I think I have introduced the topic of this post well enough. Returning again to the advertisements in my 1917 Ward Lock Red Guide for holidaymakers, I am going to look at the schools. Schools in a holiday guide? Well, this was all well before the 1944 Education Act, and in 1917 decent secondary education was mostly for the better-off. So schools - mostly seaside boarding schools in this case - wanted to entice parents with the means to go on holidays into placing their children in their care.
Let's see what their ads were like. Three girls' schools; one for boys.
All three girls' schools place great emphasis on the comforts provided, and the leisure amenities. They sound like places where a girl, if ungifted or unambitious, could live a languid life, playing a lot of tennis. Preparation for exams was possible, but only with parental approval. Meaning, I suppose, that some of the duller or lazier girls could opt out altogether.
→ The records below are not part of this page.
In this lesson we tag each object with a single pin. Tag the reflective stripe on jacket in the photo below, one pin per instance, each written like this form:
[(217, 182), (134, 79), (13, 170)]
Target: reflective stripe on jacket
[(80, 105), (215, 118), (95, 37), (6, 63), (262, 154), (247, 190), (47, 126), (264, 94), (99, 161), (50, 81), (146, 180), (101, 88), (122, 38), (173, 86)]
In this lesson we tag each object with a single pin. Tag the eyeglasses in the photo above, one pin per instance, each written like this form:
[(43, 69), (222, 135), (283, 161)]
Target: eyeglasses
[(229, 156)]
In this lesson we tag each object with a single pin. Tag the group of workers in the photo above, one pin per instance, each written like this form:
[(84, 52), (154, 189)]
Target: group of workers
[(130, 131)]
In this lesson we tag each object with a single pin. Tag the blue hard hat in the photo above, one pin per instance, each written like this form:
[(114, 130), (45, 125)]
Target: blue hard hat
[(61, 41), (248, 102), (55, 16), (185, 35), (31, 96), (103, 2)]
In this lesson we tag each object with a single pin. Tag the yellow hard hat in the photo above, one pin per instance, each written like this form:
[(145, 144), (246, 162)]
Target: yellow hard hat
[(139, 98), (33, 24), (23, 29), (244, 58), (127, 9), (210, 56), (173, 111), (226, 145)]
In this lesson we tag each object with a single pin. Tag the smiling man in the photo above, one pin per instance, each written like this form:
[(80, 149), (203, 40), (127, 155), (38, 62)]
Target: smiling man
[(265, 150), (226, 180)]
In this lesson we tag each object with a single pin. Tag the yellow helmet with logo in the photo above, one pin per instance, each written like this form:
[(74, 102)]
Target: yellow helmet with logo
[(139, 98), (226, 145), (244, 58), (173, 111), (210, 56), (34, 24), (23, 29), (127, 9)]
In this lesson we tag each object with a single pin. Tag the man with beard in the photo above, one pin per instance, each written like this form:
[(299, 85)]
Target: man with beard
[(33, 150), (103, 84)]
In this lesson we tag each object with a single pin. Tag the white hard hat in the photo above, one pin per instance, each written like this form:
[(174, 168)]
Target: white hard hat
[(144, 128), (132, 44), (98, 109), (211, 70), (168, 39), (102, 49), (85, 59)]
The ad for the boys' grammar school, however, says little about the school itself, beyond the sports available, placing the stress on exam work for 'commercial and professional life'. Clearly a place for serious study; and no tennis.
Two of them stress that full care is given to girls whose fathers and mothers are abroad, mentioning the Colonial Service in one of the ads. A period of service abroad was not uncommon for Civil Servants. Even in the 1960s, men in the Inland Revenue (now HMRC) could apply to go out to places like Uganda, Ghana, Kenya and other newly-independent nations that had formerly been colonies, to help set up, expand or improve their income tax systems. Dad nearly went to Kenya, I believe (or was it Rhodesia?), but Mum didn't want to go. Therefore I never learned my letters at Nairobi High (or perhaps Salisbury High). But I often came across colleagues during the 1980s and later, who had, when young, gone out to Africa with their parents, and therefore had a different, broader outlook than others who knew only England.
One thing that clearly comes across from these 1917 ads is that they are for the middles classes, not for the nobility, nor the rich. They are not old and fashionable establishments like the fictional Greyfriars, which was Billy Bunter's school.
Nor, come to that, anything like Harry Potter's school, Hogwarts.